The Greeks were great thinkers and are credited with developing philosophy, creating drama, and inventing certain literary genres. One such genre was history. History emerged from other styles of non-fiction writing, particularly travel writing, based on the voyages of curious and observant men. There were also ancient biographers and chroniclers who produced similar material and data used by historians. Here are some of the major ancient writers of ancient history or the closely related genres.
Ammianus Marcellinus, the author of a Res Gestae in 31 books, says he is a Greek. He may have been a native of the Syrian city of Antioch, but he wrote in Latin. He is an historical source for the later Roman empire, particularly for his contemporary, Julian the Apostate.
Cassius Dio was an historian from a leading family of Nicaea in Bithynia who was born around A.D. 165. Cassius Dio wrote a history of the Civil Wars of 193-7 and a history of Rome from its foundation to the death of Severus Alexander (in 80 books). Only a few of the books of this history of Rome have survived. Much of what we know of the writing of Cassius Dio comes from Byzantine scholars.
Diodorus Siculus calculated that his histories (Bibliotheke) spanned 1138 years, from before the Trojan War to his own lifetime during the late Roman Republic.
15 of his 40 books on universal history are extant and fragments remain of the rest. He has until recently been criticized as having simply recorded what his predecessors had already written.
Almost nothing is known about the man Eutropius, 4th century historian of Rome, other than that he served under Emperor Valens and went on the Persian campaign with Emperor Julian. Eutropius' history or Breviarium covers Roman history from Romulus through the Roman Emperor Jovian in ten books. The focus of the Breviarium is military, resulting in the judgment of emperors based on their military successes.
Herodotus (c. 484-425 B.C.), as the first historian proper, is called the father of history. He was born in the essentially Dorian (Greek) colony of Halicarnassus on the southwest coast of Asia Minor (then a part of the Persian Empire), during the Persian Wars shortly before the expedition against Greece led by the Persian king Xerxes.

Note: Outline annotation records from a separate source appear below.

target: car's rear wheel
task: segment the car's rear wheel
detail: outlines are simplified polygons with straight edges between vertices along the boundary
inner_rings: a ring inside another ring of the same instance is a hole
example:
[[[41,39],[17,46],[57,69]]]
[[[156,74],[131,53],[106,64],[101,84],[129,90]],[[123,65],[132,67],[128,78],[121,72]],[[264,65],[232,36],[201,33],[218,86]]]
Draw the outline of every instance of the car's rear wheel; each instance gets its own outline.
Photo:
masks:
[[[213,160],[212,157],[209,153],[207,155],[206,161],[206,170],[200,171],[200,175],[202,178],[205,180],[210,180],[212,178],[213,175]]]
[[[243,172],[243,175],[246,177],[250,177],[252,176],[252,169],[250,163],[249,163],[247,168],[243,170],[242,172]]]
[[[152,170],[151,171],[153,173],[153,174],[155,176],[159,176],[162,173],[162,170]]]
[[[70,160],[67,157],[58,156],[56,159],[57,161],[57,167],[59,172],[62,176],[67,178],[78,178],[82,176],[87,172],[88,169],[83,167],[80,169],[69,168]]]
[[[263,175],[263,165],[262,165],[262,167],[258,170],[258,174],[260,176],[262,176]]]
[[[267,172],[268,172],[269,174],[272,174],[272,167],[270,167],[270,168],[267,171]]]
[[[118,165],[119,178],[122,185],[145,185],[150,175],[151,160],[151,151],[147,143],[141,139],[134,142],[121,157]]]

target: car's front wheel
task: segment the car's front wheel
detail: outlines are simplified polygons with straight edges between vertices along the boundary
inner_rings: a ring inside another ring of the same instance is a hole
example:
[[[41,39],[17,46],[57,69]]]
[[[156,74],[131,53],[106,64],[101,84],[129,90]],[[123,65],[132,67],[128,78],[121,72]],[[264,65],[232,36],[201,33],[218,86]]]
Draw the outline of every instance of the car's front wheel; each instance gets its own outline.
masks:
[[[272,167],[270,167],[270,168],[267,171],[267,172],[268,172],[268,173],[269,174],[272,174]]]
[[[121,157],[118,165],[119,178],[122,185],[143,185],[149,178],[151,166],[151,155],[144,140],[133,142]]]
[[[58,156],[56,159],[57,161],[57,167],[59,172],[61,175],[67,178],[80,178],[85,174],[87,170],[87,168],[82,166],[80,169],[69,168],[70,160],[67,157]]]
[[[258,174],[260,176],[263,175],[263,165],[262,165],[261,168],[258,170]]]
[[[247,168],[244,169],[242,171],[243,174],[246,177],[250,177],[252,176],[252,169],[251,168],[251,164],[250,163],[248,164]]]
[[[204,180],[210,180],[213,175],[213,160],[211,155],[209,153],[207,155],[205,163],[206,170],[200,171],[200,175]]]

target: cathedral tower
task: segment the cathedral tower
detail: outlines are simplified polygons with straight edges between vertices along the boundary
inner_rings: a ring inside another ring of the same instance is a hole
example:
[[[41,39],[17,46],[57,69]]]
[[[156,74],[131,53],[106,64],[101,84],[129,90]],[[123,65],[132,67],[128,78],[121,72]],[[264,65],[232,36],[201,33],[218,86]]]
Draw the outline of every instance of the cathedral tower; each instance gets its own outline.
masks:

Jordanes was probably a Christian bishop of Germanic origin, writing at Constantinople in 551 or 552 A. D. His Romana is the history of the world from a Roman point of view reviewing the facts concisely and leaving conclusions to the reader, and his Getica is an abridgement of Cassiodorus' (lost) Gothic History.
Flavius Josephus (Joseph Ben Matthias) was a first century Jewish historian whose writing includes a History of the Jewish War (75 – 79) and Antiquities of the Jews (93), which includes references to a man named Jesus.
Titus Livius (Livy) was born c. 59 B.C. and died in A.D. 17 at Patavium, in northern Italy. In about 29 B.C., while living in Rome, he started his magnum opus, Ab Urbe Condita, a history of Rome from its foundation, written in 142 books.
Manetho was an Egyptian priest who is called the father of Egyptian history. He divided the kings into dynasties. Only an epitome of his work survives.